それであれでしょ、異世界転移した人が謁見して、タメ口で話すけど許してもらえて――。


 ま、もし俺が王様なんかに会ったらビビって敬語どころかどもっちゃいそうだけど。


「いいや、違うよシンクくん。いま現在このパリィ――ひいてはドレンスをおさめているのはガングー13世だ。ということはつまり王族と言ってもさしつかえないのだが、やはりパリィの王族といえばプジョルノ家のことを人々は想像するだろうね」


「そうなんだー」


 プジョルノ? 誰でしょうか、それ。


「分からないって顔してるね、シンク。プジョルノというのはまあ、ガングーの奥さんだと思っていいよ。ビビアン・プジョルノ。絶世の美女だったという話だよ」


「へー」


 その人の名前を、ココさんは名乗っていたということか。


「ガングーはその王族であるビビアンと結婚したわけだから、まあ彼も王族だろう。そしてガングー自らも皇帝となったのだから、まあ王族だろうね」


「へえ」


 もちろん俺は興味ないよ、そこらへんの話。


「とはいえ、彼が本当にかのガングーの子孫である確証はどこにもないのだがね」


「え、そうなの?」


 なんだよそれ、てっきり本当に子孫なのかと思ったが。


 もしかして……言ってるだけ?


「なにか察したようだね、シンクくん」


「いや、まあ。13世? そんな昔の人かよ、というか500年前の人だよねガングーって」


「しかり」と、ココさんは神妙に頷いた。


「500年で13世も下の世代に行くかな?」


 人生50年だとしても、よくて10世だろう。


 それが13世って。まあそれくらいの歪みくらいはあるのか?


でもなぁ、そんなに下の世代ってもう他人では?


 なんかなー、怪しくないか?


「言ってみたまえ」と、ココさん。


「あけすけに言えば、胡散臭い」


「その通りだよ、そしてそれをパリィ市民たちも分かっている。

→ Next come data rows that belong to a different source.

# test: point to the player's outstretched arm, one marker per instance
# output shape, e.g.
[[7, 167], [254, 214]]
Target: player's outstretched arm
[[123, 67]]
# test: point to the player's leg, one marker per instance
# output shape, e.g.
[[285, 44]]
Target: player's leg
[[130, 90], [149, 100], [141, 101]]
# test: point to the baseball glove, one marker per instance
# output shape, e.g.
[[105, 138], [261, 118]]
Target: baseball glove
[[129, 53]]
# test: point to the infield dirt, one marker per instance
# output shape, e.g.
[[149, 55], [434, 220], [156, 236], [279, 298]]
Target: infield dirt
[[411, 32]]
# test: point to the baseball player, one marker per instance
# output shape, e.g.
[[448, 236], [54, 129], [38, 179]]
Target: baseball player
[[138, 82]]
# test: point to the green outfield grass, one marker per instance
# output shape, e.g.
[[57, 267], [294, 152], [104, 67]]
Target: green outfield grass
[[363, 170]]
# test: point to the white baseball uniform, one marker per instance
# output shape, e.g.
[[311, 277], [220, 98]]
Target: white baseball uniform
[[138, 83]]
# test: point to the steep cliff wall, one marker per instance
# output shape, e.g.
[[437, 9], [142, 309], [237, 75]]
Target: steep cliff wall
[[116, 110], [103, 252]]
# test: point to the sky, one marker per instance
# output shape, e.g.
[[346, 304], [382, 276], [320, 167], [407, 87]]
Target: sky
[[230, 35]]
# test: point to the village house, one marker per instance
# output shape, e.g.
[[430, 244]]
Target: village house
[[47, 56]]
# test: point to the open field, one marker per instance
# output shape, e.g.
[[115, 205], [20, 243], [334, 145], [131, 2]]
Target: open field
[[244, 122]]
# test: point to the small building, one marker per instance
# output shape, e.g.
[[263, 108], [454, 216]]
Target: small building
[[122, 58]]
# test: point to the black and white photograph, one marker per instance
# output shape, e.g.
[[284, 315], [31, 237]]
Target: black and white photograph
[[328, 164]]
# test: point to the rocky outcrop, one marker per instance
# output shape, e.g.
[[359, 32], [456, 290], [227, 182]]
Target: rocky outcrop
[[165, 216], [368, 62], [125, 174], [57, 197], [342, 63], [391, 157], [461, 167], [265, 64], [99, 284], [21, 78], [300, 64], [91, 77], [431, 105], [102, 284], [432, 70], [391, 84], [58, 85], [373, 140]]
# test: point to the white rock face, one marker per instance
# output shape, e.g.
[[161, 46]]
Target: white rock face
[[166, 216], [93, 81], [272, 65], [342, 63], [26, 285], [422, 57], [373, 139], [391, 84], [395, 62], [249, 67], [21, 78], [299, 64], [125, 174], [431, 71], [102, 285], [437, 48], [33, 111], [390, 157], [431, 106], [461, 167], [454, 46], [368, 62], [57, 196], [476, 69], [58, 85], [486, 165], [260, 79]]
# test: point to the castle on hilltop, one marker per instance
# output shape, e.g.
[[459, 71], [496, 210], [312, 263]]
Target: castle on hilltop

だというのに――」


「ガングー13世を支持している」


「じゃあ、あなた達はその市民たちが支持している王政を革命により打倒しようと?」


 これは多分に皮肉をふくんだ、意地の悪い言葉だった。


 けれどフェルメーラさんはその言葉を笑い飛ばす。


「べつに僕はガングー13世が嘘つきだから革命を起こしたて制度をひっくり返したいわけじゃない」


「ならば、どうして?」


「彼は危険だ。ガングー1世の威光に取り憑かれている。いまに対外戦争をはじめるぞ。じっさい魔王なんてものが復活したいま、ガングー13世は喜んでいるはずさ」


「戦争は嫌だね」


 これは一般論。


 もちろん俺だって一般人だ。


「そもそも帝政なんて古臭い制度はやめるべきだと僕は思う。シンクくんはルオという国を知っているかい?」


「もちろん」


「そうかい、かの地では王政をやめて民主政というものを敷こうとしているらしいよ。僕はこの国でもそうするべきだと思うね。共和制こそが正しい政治だ、違うかい?」


「さあ?」


 政治の話は分からない。


 共和制ってのはあれだよな、君主を持たないで人民が政治を決めるってやつ。


いちおう日本は立憲君主制だったよな? あれ、違ったかな? 日本も民主政?


 俺は勉強もぜんぜんできなかったから、そこらへんはやっぱり分からない。


「それで、フェルメーラはどんな革命をお望みだい? その民主政をなすために」


「もちろん軍事クーデターしかないさ。革命などそもそも民衆の力によって引き起こされるものだが、しかし軍人の力を借りるに越したことはないだろう?」


「やれやれ、これだ」


「どれ?」


 言ってることの半分も分からない。


 けど軍事クーデターっていうのはおだやかじゃないな。


「いいかね! 力だ、力によって粉砕するのだ!」


 フェルメーラは両手を振り上げた。


「そうとう酔ってきたみたいだね」


「そのように見えます」と、俺は同意する。


「敬語、やめたまえ」


「はい」


「どうせガングー13世だってクーデターで議会を解散させたんだ!」


「だがしかし、そのあとで選挙をやっただろう? 国民の総選挙を。これはフェルメーラのいう民主政じゃないかい?」


「あんなものは詐欺だ、ペテンだ、仮初だ! 熱狂する人民にまともな選挙などできるか!」


「選挙なんて人気投票か?」


 それは昔、ティンバイが言っていたことだ。ルオの実質的な支配者であり、俺の義兄弟であるカリスマの男が。


「その通り!」


「それで、人気投票で勝てないからクーデターかい?」


 ココさんはせせら笑う。


「ふんっ」


 フェルメーラは鼻を鳴らした。


「すねるなよ」と、ココさん。


「僕はいまの機会に革命を起こすつもりなどない」


「どうしてだい?」


「魔王が復活しました、戦争をします。それに反対して革命、そんなことになれば国は無茶苦茶だ。成功しようと失敗しようとドレンスのためにはならない」


「ほう」


 ココさんは試すように笑う。


「ふむふむ」


 俺は分かったふりをする。


「革命は人民のために。そしてそれが起こるときは真に人民の熱意が高まったときだ。借り物の熱狂による革命など、しょせんはお仕着せさ」


 少しだけ分かった気がした。


 フェルメーラは自分のために革命を起こしたいと思っているわけではないようだ。ただ人々のため。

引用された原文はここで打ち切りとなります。